Now in my opinion one of the crucial takeaways from this study that’s not mentioned concerns the general misconception regarding resistance training, which paints the activity as more of a muscle building (hypertrophic) endeavor. When in reality this and a number of previous studies have shown there to be ample evidence to indicate that resistance training not only reshapes our muscles, but it also helps to reshape our metabolisms.
Now prior to this study researchers had been struggling to figure out just what the process is that tends to bump up metabolisms in individuals who participate in resistance training programs. Thus the Kentucky researchers began their study with a hypothesis that something must be happening at the molecular level immediately after resistance workouts that ends up targeting fat cells. And their hypothesis was supported by years of data that suggest cells and tissues communicate across the vastness of our bodies.
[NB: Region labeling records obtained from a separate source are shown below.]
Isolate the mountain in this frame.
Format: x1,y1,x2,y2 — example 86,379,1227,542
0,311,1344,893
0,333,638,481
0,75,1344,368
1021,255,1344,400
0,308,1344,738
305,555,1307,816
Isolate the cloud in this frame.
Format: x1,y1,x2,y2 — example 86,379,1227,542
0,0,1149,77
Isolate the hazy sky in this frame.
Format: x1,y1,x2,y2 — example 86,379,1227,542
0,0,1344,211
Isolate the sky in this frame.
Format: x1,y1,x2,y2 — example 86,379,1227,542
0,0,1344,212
Such cellular communication has been termed cellular crosstalk. And as I mentioned earlier, those crafty little extracellular vesicles, once considered nothing more than microscopic refuse collectors, well, they just may be playing a very critical role in some of this cellular crosstalk. Because when released into the bloodstream, they relay biological information from one tissue to another, like tiny biological bicycle messengers.
This study initially began with mice, and when the results revealed some startling discoveries researchers transitioned to people, gathering the blood and tissue from healthy men and women who had performed a single, intensive lower-body weight workout. The human study results paralleled the mouse study results, establishing that miR-1 levels (one of a group of tiny strands of genetic material known as microRNA that modulates muscle growth) in the muscles dropped after resistance training, while the volume of miR-1-containing vesicles soared in the bloodstream and nearby fat tissues.
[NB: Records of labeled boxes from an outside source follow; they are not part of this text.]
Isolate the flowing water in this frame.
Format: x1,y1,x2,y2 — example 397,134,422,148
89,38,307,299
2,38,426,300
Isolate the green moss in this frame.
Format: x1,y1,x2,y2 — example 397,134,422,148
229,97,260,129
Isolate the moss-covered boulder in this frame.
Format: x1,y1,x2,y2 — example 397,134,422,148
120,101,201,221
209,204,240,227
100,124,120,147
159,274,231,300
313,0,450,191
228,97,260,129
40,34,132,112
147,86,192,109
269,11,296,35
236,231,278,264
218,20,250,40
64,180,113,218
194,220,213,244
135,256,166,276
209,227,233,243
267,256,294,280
Researchers postulate that muscle cells somehow fill those vesicles with bits of microRNA that retard hypertrophy and send them off to neighboring fat cells, which then allow the muscles to grow. BUT, the much bigger story here concerns what that miR-1 is doing to the fat tissue. And it appears that when those vesicles deliver the miR-1 information to the fat tissue some of the genes in the fat cells go into overdrive, directing the breakdown of fat into fatty acids. Thus, other cells can subsequently utilize those fatty acids as fuel, thereby reducing the body’s fat stores.
Yup, the science behind resistance training is far more complicated than we once presumed. And as research is proving, the benefits of resistance training now span the gamut from muscle building to fat-burning. I’d say that’s a win-win.